Streams, ICE, and signaling

The existing specification indciates that MediaStreams have a 1:1
relationship with ICE transports, as evidenced by the mechanism of signaling
stream removal by sending an ICE candidate with port=0. Given the desire to
multiplex multiple sources and content types over a single RTP session and
ICE transport, this association is limiting. While ICE exists as an
underlying transport protocol, and requires information that must be
exchanged in signaling, higher level functions such as addition or removal
of streams should not affect ICE directly. These occurrences may require ICE
to establish additional connections, if multiplexing is not enabled, but
that detail does not need to be exposed from the API. Below I propose a
different way of handling streams in PeerConnection.

As a background for my proposal, the following associations are assumed
(paraphrasing a similar ontology from Harald):
- PeerConnection holds 1-N MediaStreams, each containing 1-N MediaTracks.
- Tracks within a MediaStream are synchronized, and therefore share a single
RTCP CNAME when sent as RTP.
- MediaStreams therefore have a 1:1 association with CNAMEs. This CNAME may
be exposed to the application, to let it identify streams.
- MediaTracks are identified by 1-N SSRCs; this number is typically 1, but
may be larger in the cases where SSRC grouping, as outlined in RFC 5576, is
employed.
- Depending on whether RTP muxing is enabled or not, PeerConnection will use
1-N RTP sessions.
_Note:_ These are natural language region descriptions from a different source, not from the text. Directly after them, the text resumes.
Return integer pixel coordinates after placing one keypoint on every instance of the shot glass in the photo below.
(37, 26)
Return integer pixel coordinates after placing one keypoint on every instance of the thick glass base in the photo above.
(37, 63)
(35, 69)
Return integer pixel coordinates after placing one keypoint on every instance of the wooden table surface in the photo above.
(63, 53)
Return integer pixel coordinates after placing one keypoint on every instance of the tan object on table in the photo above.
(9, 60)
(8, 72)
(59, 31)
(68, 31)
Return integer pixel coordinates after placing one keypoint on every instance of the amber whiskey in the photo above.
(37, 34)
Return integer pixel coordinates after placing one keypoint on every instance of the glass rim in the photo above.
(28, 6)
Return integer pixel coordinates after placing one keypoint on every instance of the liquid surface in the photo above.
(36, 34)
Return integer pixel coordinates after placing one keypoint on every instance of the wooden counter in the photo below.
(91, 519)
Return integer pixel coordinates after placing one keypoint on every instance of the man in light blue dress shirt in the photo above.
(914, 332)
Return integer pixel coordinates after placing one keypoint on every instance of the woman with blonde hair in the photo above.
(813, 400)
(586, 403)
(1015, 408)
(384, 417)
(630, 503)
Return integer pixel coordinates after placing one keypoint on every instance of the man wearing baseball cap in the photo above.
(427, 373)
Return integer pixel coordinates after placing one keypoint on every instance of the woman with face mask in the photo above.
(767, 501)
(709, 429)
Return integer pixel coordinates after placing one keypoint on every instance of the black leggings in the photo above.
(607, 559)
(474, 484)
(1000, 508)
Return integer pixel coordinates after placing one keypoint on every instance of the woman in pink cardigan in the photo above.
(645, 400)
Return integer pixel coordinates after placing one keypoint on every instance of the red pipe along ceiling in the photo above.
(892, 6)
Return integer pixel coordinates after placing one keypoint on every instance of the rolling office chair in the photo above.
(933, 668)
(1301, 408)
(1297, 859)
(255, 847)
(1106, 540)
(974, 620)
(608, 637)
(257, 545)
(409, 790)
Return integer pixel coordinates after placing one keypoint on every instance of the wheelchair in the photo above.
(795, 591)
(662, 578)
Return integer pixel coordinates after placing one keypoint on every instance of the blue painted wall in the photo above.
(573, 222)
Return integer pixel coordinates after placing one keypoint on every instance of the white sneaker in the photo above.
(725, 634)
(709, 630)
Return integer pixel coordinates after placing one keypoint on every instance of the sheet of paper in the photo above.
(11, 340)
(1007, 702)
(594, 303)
This is an internal detail, and does not need to be
exposed to the application.
- RTP sessions are always sendrecv; individual sources are, naturally,
sendonly.

>From these associations, we can say the following:
- A MediaStream's label directly corresponds to the CNAME used for its
tracks. This CNAME should follow the short-term CNAME rules from RFC 6222.
- Addition of a MediaStream, or MediaTrack to a MediaStream, causes new SDP
to be generated according to RFC 5576, indicating the SSRC and CNAME of the
new track.
- Removal of a MediaStream results in a similar new SDP.
- Demux of incoming RTP into the appropriate tracks is done by SSRC, and the
associations are known due to the above signaling.
- This mechanism works identically regardless of whether we have separate
RTP sessions for each content type, or 1 single multiplexing session.

This mechanism not only simplifies multiplexing audio and video over a
single RTP session, but it also cleanly allows for multiplexing multiple
participants (i.e. in a centralized conferencing scenario).

I also think we should remove the notion of "ICE Agents" from the spec, at
least in regards to stream processing, because ICE is no longer involved in
these activities. It probably makes more sense to simply refer to the
PeerConnection itself.
e.g. changing
"When a PeerConnection ICE Agent finds that a stream from the remote peer
has been removed (its port has been set to zero in a media description sent
on the signaling channel), the user agent must follow these steps:"
to
"When a PeerConnection finds that a stream from the remote peer has been
removed (it has received a signaling message that no longer contains the
CNAME that identifies this stream), the user agent must follow these
steps:"

Thoughts?

Received on Friday, 2 September 2011 21:51:57 UTC